Ohio Chautauqua kicks off each week on Tuesdays, when Susan Marie Frontczak portrays Erma Bombeck (February 21, 1927 – April 22, 1996). Bombeck captured—with great poignancy and humor—the daily life of a new American phenomenon: the suburban housewife. Believing you had to be able to laugh at life to get through it, she captured the essence of the housewife’s daily struggles in her column “At Wits End” three days a week, eventually appearing in 900 newspapers across the country and in books such as “I Lost Everything in the Post-Natal Depression” and “The Grass is Always Greener Over the Septic Tank.” She brought to American awareness the life of millions of women whose lives otherwise often felt invisible and taken for granted. She let women across America know: You are not alone. In fact, we number in the millions. I, too, am an American housewife, and I will laugh by your side.
Wednesday evenings Fred Blanco brings Cesar Chavez (March 31, 1927 – April 23, 1993) to the stage. Chavez was a labor and civil rights activist and reformer who, with Dolores Huerta, founded the United Farm Workers labor union to protect the rights of migrant workers. Chavez brought national attention to his cause by organizing non-violent protests, boycotts, legislative reform efforts, and hunger strikes in the spirit of Gandhi and Martin Luther King. In 1968 he went on a widely publicized 25-day fast promoting non-violence, which ended with an outdoor Roman Catholic mass.
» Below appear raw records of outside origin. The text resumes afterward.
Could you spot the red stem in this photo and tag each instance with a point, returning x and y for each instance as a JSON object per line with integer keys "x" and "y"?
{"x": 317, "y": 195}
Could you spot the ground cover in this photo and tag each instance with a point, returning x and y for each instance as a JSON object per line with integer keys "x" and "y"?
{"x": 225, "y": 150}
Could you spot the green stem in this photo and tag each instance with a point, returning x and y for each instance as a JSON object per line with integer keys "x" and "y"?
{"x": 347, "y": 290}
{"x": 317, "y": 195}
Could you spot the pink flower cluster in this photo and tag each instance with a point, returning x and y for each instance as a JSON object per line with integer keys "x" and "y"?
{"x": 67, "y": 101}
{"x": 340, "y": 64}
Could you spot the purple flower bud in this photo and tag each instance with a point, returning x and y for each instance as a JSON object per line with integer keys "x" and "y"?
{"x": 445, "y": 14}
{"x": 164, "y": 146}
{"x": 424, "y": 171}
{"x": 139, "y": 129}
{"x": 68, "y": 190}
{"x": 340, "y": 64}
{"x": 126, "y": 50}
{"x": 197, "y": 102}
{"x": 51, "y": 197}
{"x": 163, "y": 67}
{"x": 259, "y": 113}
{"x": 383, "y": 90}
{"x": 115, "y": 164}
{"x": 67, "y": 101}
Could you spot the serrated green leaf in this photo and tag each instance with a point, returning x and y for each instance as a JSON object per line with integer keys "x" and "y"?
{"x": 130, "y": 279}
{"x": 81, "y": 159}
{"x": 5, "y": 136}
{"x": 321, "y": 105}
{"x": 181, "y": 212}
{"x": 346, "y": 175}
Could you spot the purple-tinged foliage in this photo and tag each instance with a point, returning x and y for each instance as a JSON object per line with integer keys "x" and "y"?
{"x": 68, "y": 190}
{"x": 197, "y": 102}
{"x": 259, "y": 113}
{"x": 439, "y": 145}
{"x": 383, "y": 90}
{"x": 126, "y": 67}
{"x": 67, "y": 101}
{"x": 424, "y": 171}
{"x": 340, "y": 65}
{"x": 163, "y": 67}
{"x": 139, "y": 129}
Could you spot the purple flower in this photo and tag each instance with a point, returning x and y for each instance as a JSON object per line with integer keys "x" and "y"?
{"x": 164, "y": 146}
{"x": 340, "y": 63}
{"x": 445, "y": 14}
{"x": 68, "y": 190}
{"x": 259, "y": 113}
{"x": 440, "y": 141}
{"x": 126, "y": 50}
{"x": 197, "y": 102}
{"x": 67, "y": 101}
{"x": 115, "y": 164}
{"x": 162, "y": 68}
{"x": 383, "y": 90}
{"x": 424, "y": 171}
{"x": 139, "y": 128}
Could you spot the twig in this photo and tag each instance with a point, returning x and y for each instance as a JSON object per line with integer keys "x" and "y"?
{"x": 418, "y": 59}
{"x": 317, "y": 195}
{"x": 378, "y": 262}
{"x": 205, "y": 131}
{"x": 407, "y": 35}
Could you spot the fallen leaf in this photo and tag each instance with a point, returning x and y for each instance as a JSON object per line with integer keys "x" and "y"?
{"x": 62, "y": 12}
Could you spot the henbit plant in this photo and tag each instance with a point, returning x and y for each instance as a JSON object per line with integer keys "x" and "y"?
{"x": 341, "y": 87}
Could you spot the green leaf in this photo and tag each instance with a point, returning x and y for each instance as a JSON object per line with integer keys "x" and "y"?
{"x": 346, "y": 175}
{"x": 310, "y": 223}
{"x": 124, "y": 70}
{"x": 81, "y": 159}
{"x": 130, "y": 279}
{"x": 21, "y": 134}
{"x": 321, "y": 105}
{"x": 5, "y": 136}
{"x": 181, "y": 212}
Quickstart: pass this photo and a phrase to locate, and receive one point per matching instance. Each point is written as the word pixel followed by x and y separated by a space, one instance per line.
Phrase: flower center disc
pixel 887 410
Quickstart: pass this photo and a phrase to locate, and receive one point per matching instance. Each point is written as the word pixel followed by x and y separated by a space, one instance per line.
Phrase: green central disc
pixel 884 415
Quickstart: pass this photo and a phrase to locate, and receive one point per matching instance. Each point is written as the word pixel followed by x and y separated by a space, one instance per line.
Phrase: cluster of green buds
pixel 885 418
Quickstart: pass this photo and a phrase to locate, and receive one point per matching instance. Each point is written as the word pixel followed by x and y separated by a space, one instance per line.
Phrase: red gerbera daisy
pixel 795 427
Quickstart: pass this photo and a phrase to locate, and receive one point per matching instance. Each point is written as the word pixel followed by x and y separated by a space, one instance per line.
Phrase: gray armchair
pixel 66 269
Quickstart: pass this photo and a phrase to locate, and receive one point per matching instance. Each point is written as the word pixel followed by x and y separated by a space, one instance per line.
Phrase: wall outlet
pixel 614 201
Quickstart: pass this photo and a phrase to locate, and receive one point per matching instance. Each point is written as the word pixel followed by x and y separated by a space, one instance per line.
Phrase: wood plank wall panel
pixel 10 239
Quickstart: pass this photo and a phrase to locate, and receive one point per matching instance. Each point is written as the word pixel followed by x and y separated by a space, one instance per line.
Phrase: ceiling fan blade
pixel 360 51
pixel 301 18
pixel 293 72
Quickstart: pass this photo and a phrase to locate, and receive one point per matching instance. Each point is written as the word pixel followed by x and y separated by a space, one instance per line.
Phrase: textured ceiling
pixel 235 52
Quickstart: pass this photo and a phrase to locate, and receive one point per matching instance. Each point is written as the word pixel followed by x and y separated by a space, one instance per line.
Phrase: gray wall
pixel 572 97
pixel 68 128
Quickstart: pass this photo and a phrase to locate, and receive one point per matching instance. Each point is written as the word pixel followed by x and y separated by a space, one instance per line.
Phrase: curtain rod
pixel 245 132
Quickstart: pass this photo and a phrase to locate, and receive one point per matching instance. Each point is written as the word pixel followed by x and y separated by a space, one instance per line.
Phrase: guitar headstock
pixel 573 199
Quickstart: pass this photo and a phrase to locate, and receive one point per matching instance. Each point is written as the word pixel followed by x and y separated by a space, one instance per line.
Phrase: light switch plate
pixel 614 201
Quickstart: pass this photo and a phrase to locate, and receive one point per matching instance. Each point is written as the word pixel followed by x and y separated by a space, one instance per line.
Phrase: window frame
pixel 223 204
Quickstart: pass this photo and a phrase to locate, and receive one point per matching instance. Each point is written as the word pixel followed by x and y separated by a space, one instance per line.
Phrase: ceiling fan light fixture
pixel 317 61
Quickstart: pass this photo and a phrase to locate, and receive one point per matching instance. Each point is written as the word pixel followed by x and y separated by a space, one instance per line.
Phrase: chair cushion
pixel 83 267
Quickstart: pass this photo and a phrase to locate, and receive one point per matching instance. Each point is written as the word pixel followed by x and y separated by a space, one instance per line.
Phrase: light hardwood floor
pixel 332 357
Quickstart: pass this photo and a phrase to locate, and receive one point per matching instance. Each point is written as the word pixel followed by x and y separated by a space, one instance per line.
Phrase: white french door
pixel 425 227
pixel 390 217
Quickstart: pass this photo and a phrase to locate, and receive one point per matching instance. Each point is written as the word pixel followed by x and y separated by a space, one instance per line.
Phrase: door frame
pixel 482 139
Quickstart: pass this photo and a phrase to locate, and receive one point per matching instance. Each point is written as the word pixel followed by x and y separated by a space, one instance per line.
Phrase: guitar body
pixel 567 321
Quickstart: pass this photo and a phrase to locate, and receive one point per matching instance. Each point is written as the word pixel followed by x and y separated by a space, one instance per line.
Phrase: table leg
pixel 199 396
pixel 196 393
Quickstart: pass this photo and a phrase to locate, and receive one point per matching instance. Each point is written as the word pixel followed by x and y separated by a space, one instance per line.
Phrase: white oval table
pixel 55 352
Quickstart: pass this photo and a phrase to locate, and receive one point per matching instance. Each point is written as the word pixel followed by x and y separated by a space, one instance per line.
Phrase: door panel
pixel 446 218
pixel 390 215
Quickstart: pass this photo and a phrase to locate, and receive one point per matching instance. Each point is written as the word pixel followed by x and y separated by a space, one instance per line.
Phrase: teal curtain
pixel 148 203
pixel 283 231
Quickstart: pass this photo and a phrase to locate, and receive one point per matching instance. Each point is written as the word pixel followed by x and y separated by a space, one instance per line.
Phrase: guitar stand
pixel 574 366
For thirty years Chavez tenaciously devoted himself to the problems of some of the poorest workers in America. The movement he inspired succeeded in raising salaries and improving working conditions for farm workers in California, Texas, Arizona, and Florida.
On Thursdays this June, join Dr. Sally Ann Drucker as she presents Betty Friedan (February 4, 1921 – February 4, 2006), a leading figure in the women’s movement in the United States. Her 1963 book The Feminine Mystique is often credited with sparking the second wave of American feminism in the 20th century. In 1966, Friedan co-founded and was elected the first president of the National Organization for Women (NOW), which aimed to bring women “into the mainstream of American society now [in] fully equal partnership with men.” Regarded as an influential author and intellectual in the United States, Friedan remained active in politics and advocacy for the rest of her life, authoring six books.
Fridays will feature Dr. J. Holmes Armstead as American United States Air Force general and commander of the World War II Tuskegee Airmen, Benjamin O. Davis Jr. (December 18, 1912 – July 4, 2002). Davis was the first African American general officer in the United States Air Force. On December 9, 1998, he was advanced to four-star general by President Bill Clinton. During World War II, Davis was commander of the 99th Fighter Squadron and the 332nd Fighter Group, which escorted bombers on air combat missions over Europe. Davis flew sixty missions in P-39, Curtiss P-40, P-47, and P-51 Mustang fighters. Davis followed in his father’s footsteps in breaking racial barriers, as Benjamin O. Davis Sr. was the first African American general in the United States Army.
Each week will wind up with a Saturday evening performance of Bobby Kennedy by Jeremy Meier. Robert Francis “Bobby” Kennedy (November 20, 1925 – June 6, 1968) was an American politician and lawyer who served as a United States Senator from New York from January 1965 until his assassination in June 1968. He was the 64th US Attorney General from January 1961 to September 1964, serving under his older brother, President John F. Kennedy, and his successor, Lyndon B. Johnson. In 1968, Kennedy was a leading candidate for the Democratic nomination for the presidency; he ran on a platform of racial and economic justice, non-aggression in foreign policy, decentralization of power, and social change. A crucial element of his campaign was an engagement with the young, whom he identified as being the future of a reinvigorated American society based on partnership and equality.